Rep is a sign not just of mathematical talent, but being able to answer user's mathematical questions well. I think that is a useful thing for a mod of a mathematics Q&A site.
@Alexander True, but for example I also spend much time on MSE as you can see e.g. from the fact that I have 4 times as many reviews as every other candidate. I just don't use the time e.g. in trying to be faster or better as all the others answering linear algebra question.
Yes, I would say that Julian is one of the candidates most suited for moderation (if not the most suited), despite having even lower reputation than me.
@TomOld well reputation is a sign how many time you spend on MSE and that is a siginificant factor I think. For sure guys like @Julian have a special position
@TomOldfield Julian's usage pattern is very strange. He's practically already moderating the site, but hardly using it. Makes me wonder how he got into math.SE, as it seems like he's doing an awful lot of free work relative to math.
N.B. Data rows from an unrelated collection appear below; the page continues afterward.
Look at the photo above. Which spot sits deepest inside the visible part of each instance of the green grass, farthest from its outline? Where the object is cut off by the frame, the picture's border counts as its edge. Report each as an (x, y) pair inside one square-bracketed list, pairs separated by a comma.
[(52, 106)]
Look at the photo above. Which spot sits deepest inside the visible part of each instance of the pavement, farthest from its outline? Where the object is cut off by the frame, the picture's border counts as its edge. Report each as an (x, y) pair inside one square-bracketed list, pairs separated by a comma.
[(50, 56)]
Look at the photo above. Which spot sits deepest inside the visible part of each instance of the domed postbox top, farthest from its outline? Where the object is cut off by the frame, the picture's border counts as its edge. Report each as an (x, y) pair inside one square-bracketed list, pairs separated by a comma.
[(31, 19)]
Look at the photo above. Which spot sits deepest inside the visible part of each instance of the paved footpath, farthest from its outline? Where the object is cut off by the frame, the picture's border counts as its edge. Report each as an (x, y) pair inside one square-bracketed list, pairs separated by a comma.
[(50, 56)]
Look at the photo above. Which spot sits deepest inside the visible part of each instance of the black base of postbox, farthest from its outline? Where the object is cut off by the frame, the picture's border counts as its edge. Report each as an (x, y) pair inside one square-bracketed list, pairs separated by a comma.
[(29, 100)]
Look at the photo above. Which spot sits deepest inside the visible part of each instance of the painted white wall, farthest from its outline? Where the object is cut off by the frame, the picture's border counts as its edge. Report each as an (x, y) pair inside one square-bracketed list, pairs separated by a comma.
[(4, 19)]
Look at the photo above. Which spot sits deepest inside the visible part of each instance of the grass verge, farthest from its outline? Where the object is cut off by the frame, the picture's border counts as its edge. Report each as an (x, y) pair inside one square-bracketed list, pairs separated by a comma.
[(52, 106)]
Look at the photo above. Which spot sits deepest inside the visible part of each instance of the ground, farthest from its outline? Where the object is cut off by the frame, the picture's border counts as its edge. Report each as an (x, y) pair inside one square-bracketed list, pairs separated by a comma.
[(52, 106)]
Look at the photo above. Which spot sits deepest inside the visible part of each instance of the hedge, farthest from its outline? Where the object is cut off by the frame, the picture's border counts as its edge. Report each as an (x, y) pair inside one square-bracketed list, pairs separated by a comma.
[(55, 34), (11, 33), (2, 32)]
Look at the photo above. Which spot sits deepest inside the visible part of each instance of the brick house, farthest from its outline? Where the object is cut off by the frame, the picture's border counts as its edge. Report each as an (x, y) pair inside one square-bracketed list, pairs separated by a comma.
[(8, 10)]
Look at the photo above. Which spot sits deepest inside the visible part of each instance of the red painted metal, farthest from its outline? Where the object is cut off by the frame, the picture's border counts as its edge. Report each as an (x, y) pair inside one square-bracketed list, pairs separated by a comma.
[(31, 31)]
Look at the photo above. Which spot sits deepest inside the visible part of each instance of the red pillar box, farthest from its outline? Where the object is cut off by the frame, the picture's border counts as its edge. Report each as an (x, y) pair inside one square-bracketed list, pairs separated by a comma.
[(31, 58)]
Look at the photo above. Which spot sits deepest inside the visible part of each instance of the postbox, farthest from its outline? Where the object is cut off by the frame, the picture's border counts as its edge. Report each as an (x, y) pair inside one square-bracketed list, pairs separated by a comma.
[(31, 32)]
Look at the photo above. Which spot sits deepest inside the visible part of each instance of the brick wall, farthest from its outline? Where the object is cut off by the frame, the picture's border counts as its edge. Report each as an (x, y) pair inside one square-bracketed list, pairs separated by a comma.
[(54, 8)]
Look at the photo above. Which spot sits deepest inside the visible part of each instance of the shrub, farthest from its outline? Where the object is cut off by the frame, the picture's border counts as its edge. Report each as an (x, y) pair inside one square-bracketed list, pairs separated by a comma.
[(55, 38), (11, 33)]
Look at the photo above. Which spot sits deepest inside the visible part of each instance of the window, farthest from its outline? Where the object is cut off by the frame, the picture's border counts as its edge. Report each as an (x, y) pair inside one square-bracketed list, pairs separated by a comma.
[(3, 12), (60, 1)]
I definitely think these facts recommend him as a moderator. They just seem odd.
Yes, but I spend rather a lot of time on MSE, but being an undergraduate means that the number of questions available for me to answer is reduced. I also don't usually answer questions that I don't find particularly interesting or relevant to me in some way. If I don't think that my answer will be unique in some way I usually won't answer.
@AlexBecker Can't really say. It's quite some fun and hopefully useful for the site. But I'm not the top reviewer. This position is in my opinion owned by @Amzoti.
I'm going to have a very long flight from Austria to Australia. I have a longer stay tomorrow in Germany and will get to answer all questions there in detail. I'll try to answer some before that.
@MJD Such cut-off values (10 in this case) are always a little awkward when they're just surpassed. The result will not be known ahead of time because we can vote for more than three candidates, and cannot indicate a preference among our votes.
What I mean is whether the running total will be secret in the general election, or whether it will be exposed as it is in the primary. Common practice in non-stackexchange elections is not to announce partial totals where possible.
@MJD The primary uses the voting mechanics of the main site, the actual election uses STV. I don't think there is much reason for the primary to be public except that it just reuses the common vote mechanics
The whole thing is so crazy that it's hard to know how to criticize it. Normally, one would start by supposing some reasonable goals of an election process and then argue that the actual process will not achieve those goals. But the existing process is so strange and jumbled that one can't take the first step of supposing its design goals.
@MJD Thanks for sharing your SQL knowledge; I have much to learn on that frontier. As for the primaries, I was at least relieved to see that the order of candidates is randomized every time the page is reloaded.
Apparently, one can vote either up or down on every candidate. I don't like that very much. I decided to vote exactly the same way as I will vote in the elections, and upvoted my top 3 choices. FWIW.
@75064 just bear in mind that you're consciously choosing not to rank the rest of them. If you feel someone would do well and don't up-vote them - or inappropriate and don't down-vote them - then you're implicitly giving more weight to others' votes.
2
It's your choice. But that goes for everyone else too.
@MJD the only goal here is to narrow down the field to 10 candidates. That's it. Other things may happen as side-effects of this process, but if we enter the main election phase with 10 candidates then that is enough.
I noticed that negative totals are shown as zero... expanding the vote number (is it for 1K users only?) shows that some nominees got more downvotes than upvotes.
Which makes me wonder: do negatively-voted candidates advance to the final round too, if they are in top 10? (It's not hard to be in top 10 out of 11.)